Miró fijamente a los ojos de Chen Changsheng.
Chen Changsheng todavía estaba muy tranquilo. “No, porque sigo vivo”.
Esto fue confianza.
El era el papa
Mientras viviera, ¿quién se atrevería a matar a ese amigo suyo?
El Segundo Maestro Tang lo miró a los ojos, lo miró durante mucho tiempo. De repente, dijo: “Tal vez Su Santidad no lo sepa, pero mi hermano mayor está sufriendo una enfermedad terrible”. Ha estado recluido en su cama durante más de dos años y todos los medicamentos han sido ineficaces. Él podría morir en cualquier momento. Y esta enfermedad … es muy probable que sea hereditaria “.

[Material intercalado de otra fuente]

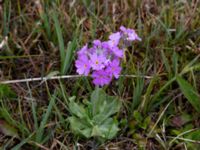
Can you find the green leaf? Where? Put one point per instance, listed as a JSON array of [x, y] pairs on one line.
[[97, 99], [93, 119], [77, 110], [189, 92], [80, 127]]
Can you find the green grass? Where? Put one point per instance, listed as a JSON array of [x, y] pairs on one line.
[[161, 112]]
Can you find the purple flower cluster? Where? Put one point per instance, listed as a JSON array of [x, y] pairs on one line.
[[102, 59]]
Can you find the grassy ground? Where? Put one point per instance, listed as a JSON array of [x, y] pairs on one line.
[[160, 107]]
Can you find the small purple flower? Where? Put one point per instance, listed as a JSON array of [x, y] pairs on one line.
[[114, 39], [129, 34], [97, 61], [83, 50], [101, 77], [96, 43], [114, 68], [82, 64]]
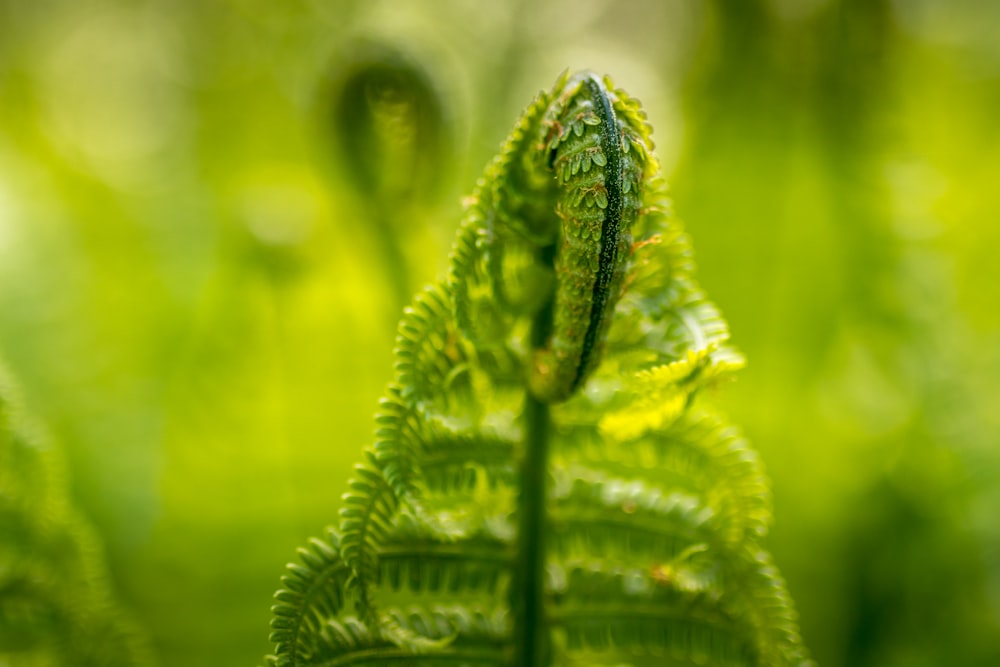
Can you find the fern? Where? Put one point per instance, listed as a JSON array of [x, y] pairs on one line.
[[56, 606], [547, 485]]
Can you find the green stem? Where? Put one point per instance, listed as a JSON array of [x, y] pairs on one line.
[[530, 626]]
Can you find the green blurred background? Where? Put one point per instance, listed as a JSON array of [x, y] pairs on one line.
[[211, 214]]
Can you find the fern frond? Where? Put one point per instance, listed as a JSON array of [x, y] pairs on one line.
[[312, 594], [545, 485], [56, 605]]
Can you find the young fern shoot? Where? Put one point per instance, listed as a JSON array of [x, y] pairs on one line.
[[546, 487]]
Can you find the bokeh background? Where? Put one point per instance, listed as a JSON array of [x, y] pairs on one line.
[[211, 214]]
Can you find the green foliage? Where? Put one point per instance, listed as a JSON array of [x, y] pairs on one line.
[[650, 519], [55, 600]]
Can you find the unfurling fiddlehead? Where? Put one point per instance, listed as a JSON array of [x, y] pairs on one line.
[[546, 485]]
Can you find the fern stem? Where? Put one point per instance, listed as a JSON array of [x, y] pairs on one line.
[[531, 642]]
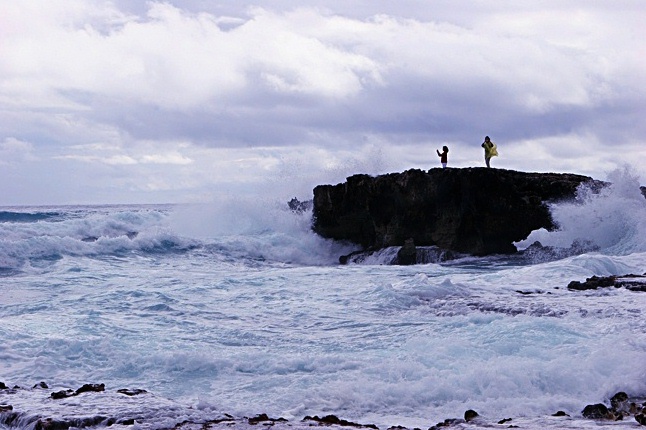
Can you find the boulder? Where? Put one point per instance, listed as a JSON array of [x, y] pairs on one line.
[[477, 211], [630, 282]]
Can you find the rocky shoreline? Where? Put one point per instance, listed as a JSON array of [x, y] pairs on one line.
[[621, 407]]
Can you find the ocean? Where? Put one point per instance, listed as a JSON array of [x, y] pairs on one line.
[[232, 309]]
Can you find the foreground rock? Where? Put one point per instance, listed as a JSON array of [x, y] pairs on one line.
[[477, 211], [629, 282], [136, 407]]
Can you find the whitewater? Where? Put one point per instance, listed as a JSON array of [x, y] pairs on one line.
[[236, 308]]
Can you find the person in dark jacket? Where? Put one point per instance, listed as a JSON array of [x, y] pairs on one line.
[[444, 156]]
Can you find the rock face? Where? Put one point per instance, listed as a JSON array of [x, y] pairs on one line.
[[477, 211]]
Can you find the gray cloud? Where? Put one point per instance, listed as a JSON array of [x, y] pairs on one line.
[[194, 78]]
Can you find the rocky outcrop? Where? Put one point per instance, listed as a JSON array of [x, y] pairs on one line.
[[630, 282], [478, 211]]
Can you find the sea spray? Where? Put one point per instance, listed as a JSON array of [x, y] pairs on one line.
[[612, 219], [259, 229]]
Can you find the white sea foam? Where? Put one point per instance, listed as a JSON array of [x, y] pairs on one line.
[[614, 219], [255, 317]]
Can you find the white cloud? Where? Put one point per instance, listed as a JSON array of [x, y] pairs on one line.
[[159, 97]]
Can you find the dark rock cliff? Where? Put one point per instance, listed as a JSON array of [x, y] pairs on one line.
[[477, 211]]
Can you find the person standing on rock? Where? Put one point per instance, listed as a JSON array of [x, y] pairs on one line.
[[444, 156], [490, 150]]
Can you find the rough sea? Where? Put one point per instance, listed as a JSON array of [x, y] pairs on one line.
[[228, 310]]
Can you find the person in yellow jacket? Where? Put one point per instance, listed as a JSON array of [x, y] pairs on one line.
[[490, 150]]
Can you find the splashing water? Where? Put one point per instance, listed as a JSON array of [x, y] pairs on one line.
[[613, 219]]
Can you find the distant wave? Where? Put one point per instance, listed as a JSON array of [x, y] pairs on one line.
[[612, 220], [9, 216]]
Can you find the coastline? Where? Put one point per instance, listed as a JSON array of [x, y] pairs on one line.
[[92, 406]]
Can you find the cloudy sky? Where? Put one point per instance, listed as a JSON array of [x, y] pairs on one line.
[[133, 101]]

Chen Changsheng preguntó: “Entonces, ¿por qué no lo has recibido? En mi opinión, esta enfermedad no es hereditaria y ese amigo mío no se enfermará “.
La voz de Tang Second Master se hizo aún más fría. “¿Quién puede decir algo sobre una enfermedad?”
Chen Changsheng le devolvió la mirada, pronunciando cada palabra. “Puedo hablar de ello. Si no le permito que se enferme, él no se enfermará “.